Nearby in the new restaurant installed in the Pyramid of the Louvre, the cuisine is basically that of the Southwest. That a museum restaurant, usually the kind of place for bland classics, couls serve such regional fare is astonishing. The operation is called Le Grand Louvre and is run by a division is the Groupe Accord, which also controls Sofitel and Novotel chains.
Three other restaurants have also been installed in the pyramid by this group. They serve sandwiches, salads, and other light fare.
The consultant in charge of Le Grand Louvre is Andre Daguin, chef and owner of the Michelin two-star Hotel de France in Auch. He has put Yves Pinaud, not a native of Gascony but someone who has worked there for more than 12 years, in charge.
Visitors to the Louvre have their choice of goose galantine with foie gras, smoked fillet of duck with cured ham and foie gras, sauteed apple with duck foie gras, smoked Gascon trout, grilled duck fillet, and confit of duck, among other choices. The desserts include lou pastis, a flaky fruit-filled pastry made with a type of phyllo.
Pinaud said that in keeping with the Gascon approach even the pastry is made with pure duck or goose fat, not butter. Americans who shudder at the though should remember that butter has a higher proportion of saturated fat than does the duck or goose fat. The pastry is absolutely delicious, and had I not been told how it was made, I would never have suspected.

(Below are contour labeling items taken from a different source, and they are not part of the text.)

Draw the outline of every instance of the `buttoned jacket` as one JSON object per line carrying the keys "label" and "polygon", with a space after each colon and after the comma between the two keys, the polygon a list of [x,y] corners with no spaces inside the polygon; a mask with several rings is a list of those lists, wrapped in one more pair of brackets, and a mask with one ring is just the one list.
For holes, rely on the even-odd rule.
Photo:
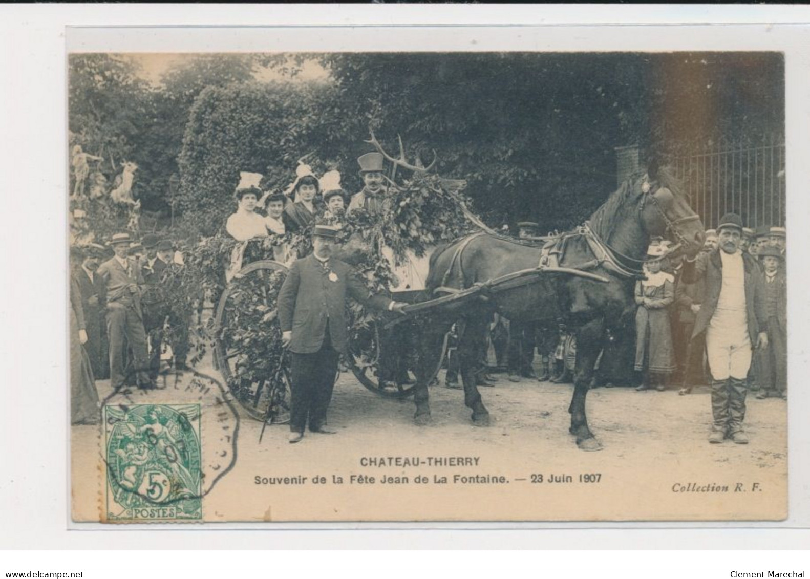
{"label": "buttoned jacket", "polygon": [[[722,249],[714,249],[709,253],[698,256],[693,262],[684,264],[684,281],[694,283],[700,280],[704,282],[704,296],[701,309],[695,318],[695,329],[693,337],[699,335],[709,327],[709,322],[717,303],[720,298],[720,290],[723,288],[723,259],[720,257]],[[751,344],[757,343],[757,336],[765,330],[765,293],[762,289],[762,272],[759,264],[749,254],[743,254],[743,268],[744,270],[745,309],[748,326],[748,337]]]}
{"label": "buttoned jacket", "polygon": [[311,354],[320,350],[328,321],[332,347],[345,351],[347,296],[377,309],[391,303],[388,298],[371,294],[355,277],[351,266],[338,259],[330,259],[327,268],[313,254],[294,262],[278,297],[281,330],[292,332],[290,351]]}

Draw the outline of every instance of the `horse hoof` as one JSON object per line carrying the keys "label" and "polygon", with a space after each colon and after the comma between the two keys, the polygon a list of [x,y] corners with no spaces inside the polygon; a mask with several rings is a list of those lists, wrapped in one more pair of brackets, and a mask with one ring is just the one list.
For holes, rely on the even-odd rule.
{"label": "horse hoof", "polygon": [[590,438],[584,438],[582,441],[578,441],[577,446],[579,447],[580,450],[586,450],[588,452],[601,450],[603,449],[602,443],[593,436]]}

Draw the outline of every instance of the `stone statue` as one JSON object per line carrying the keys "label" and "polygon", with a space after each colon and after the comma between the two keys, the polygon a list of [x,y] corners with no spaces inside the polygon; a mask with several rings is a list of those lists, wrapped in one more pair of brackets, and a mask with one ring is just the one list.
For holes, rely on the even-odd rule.
{"label": "stone statue", "polygon": [[87,175],[90,174],[88,160],[100,161],[101,157],[85,153],[82,151],[81,145],[74,145],[70,154],[70,166],[73,167],[73,177],[76,181],[73,185],[73,197],[83,197],[84,195],[84,181],[87,180]]}
{"label": "stone statue", "polygon": [[[120,205],[131,206],[137,205],[139,207],[140,202],[136,202],[132,198],[132,182],[135,178],[135,170],[138,168],[138,165],[131,161],[124,161],[123,167],[124,171],[119,176],[121,183],[110,192],[110,198]],[[116,181],[117,182],[117,178]]]}

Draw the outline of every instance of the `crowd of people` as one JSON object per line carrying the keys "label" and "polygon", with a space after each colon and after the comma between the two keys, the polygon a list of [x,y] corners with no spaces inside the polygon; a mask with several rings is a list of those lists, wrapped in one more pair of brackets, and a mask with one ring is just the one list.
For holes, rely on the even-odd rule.
{"label": "crowd of people", "polygon": [[75,245],[70,254],[71,423],[97,424],[96,380],[109,379],[122,394],[161,389],[161,373],[185,367],[189,320],[162,291],[181,257],[170,240],[147,234],[135,242],[126,232],[106,246]]}
{"label": "crowd of people", "polygon": [[[537,235],[536,224],[518,226],[520,237]],[[624,335],[617,335],[621,328],[608,329],[591,386],[632,385],[640,392],[675,387],[688,394],[711,385],[710,441],[727,437],[744,444],[746,393],[756,392],[758,399],[787,397],[786,242],[784,228],[750,229],[735,214],[706,232],[703,250],[693,261],[672,262],[669,242],[652,240],[643,279],[635,285],[634,328]],[[565,325],[497,319],[491,327],[496,361],[490,365],[505,368],[510,381],[573,381],[576,336]],[[452,374],[446,385],[457,386]]]}
{"label": "crowd of people", "polygon": [[[249,241],[286,233],[313,236],[315,250],[309,256],[298,255],[287,243],[273,246],[275,261],[296,273],[288,277],[279,302],[284,342],[292,361],[291,441],[301,440],[308,424],[313,432],[329,431],[326,410],[336,375],[331,370],[346,341],[339,330],[345,321],[335,321],[343,316],[343,306],[335,304],[348,294],[371,307],[399,311],[403,305],[390,295],[376,299],[367,290],[360,292],[347,266],[331,258],[335,232],[348,213],[362,208],[373,216],[386,207],[383,155],[368,153],[357,161],[364,187],[351,197],[341,188],[337,171],[318,179],[301,163],[284,193],[264,192],[261,175],[241,173],[235,192],[237,208],[225,224],[228,234],[241,242],[231,256],[228,279],[248,258]],[[518,224],[518,238],[537,236],[536,224]],[[716,230],[706,232],[704,249],[695,260],[672,262],[669,249],[667,241],[652,240],[644,275],[635,285],[635,326],[608,330],[591,386],[632,385],[638,391],[675,386],[685,394],[711,384],[711,441],[728,437],[744,442],[745,393],[757,391],[757,398],[787,398],[786,231],[753,231],[743,226],[739,215],[729,214]],[[73,252],[72,419],[86,424],[98,419],[94,378],[109,377],[119,392],[148,390],[160,387],[156,378],[173,361],[182,367],[187,339],[177,336],[188,331],[189,321],[173,314],[160,291],[164,271],[181,261],[171,241],[146,235],[136,243],[129,234],[118,233],[109,247],[91,244]],[[322,283],[315,283],[316,278]],[[171,343],[164,339],[169,328]],[[457,333],[450,336],[446,385],[450,388],[459,387]],[[390,336],[381,336],[381,387],[401,385],[409,380],[407,367],[394,360],[402,357],[396,353],[402,348],[388,343]],[[480,356],[485,359],[488,350],[492,360],[481,364],[478,384],[494,385],[489,375],[493,367],[505,369],[513,382],[571,381],[576,347],[575,333],[563,323],[539,325],[496,314]],[[330,372],[321,372],[325,368]]]}

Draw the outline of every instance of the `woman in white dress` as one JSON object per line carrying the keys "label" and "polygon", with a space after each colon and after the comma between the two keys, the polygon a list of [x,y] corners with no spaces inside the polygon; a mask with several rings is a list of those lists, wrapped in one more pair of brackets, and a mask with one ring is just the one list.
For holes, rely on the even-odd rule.
{"label": "woman in white dress", "polygon": [[[231,253],[231,264],[225,272],[225,279],[231,281],[234,275],[242,268],[245,259],[245,250],[248,247],[248,241],[257,237],[267,236],[267,225],[265,218],[256,213],[256,205],[258,198],[262,196],[262,189],[256,183],[248,182],[247,176],[253,176],[254,173],[242,173],[241,182],[237,187],[236,197],[239,202],[237,212],[228,218],[225,222],[225,231],[233,239],[240,241],[233,252]],[[261,175],[256,173],[259,178]],[[255,260],[254,260],[255,261]]]}
{"label": "woman in white dress", "polygon": [[256,202],[261,196],[262,190],[258,187],[237,189],[239,208],[228,218],[225,230],[237,241],[247,241],[254,237],[267,235],[264,217],[255,211]]}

In discussing Le Grand Louvre, I must note that a three-course complete lunch or dinner is 165 francs (about $25), including tax and service. Al Gascon tasting menu is $70, including wines, taxes and service. There is also an all-duck menu, identical with the one that was served for the economic summit, for $125.
The popularity of Southwestern cuisine in France has spread beyond Paris, to other regions. In Le Mans, at the edge of the Loire Valley area, there is a small operation called Le Perigord in the old quarter of town, vaunting the fact that it serves the cuisine of "Les Landes" (famous for foie gras and another of the many names for part of the Southwestern area).
In the Bordeaux area the interest in this cuisine from the region adjacent to this commercial center has been a factor in improving the level of cooking. Not only are foie gras and duck on the menus of operations such as the Saint-James, Cordeillan Bages, and the Pavillon des Boulevards, but the kind of lusty cooking that is typified by Southwestern French cuisine has added a depth of flavor to other ingredients.
Fish, for example, that may come from the nearby Atlantic, will be served in a rich brown sauce. Fresh cod with caramelized onions is simmered with lentils at Pavillon des Boulevards. The lentils come from Le Puy, also in the Southwest. Bass roasted with chicken livers is another example.
And on the desert list, also from the Southwest is prune ice cream. This delectable confection is served in Le Grand Louvre and at the Saint James. Of course it is on the menu at the Hotel de France in Auch.
Southwestern French may never challenge Southwestern American in this country, but it has begun to show up. An early example is Zum Cafe in San Francisco. The latest may be Alison's on Dominick Street in New York. Manhattan's Ambassador Grill is staffed with chefs trained by Dagiun. Perhaps the premier practitioner of the cuisine, in this country, with overtones of our own Southwest, is Jean-Louis Palladin at the Watergate.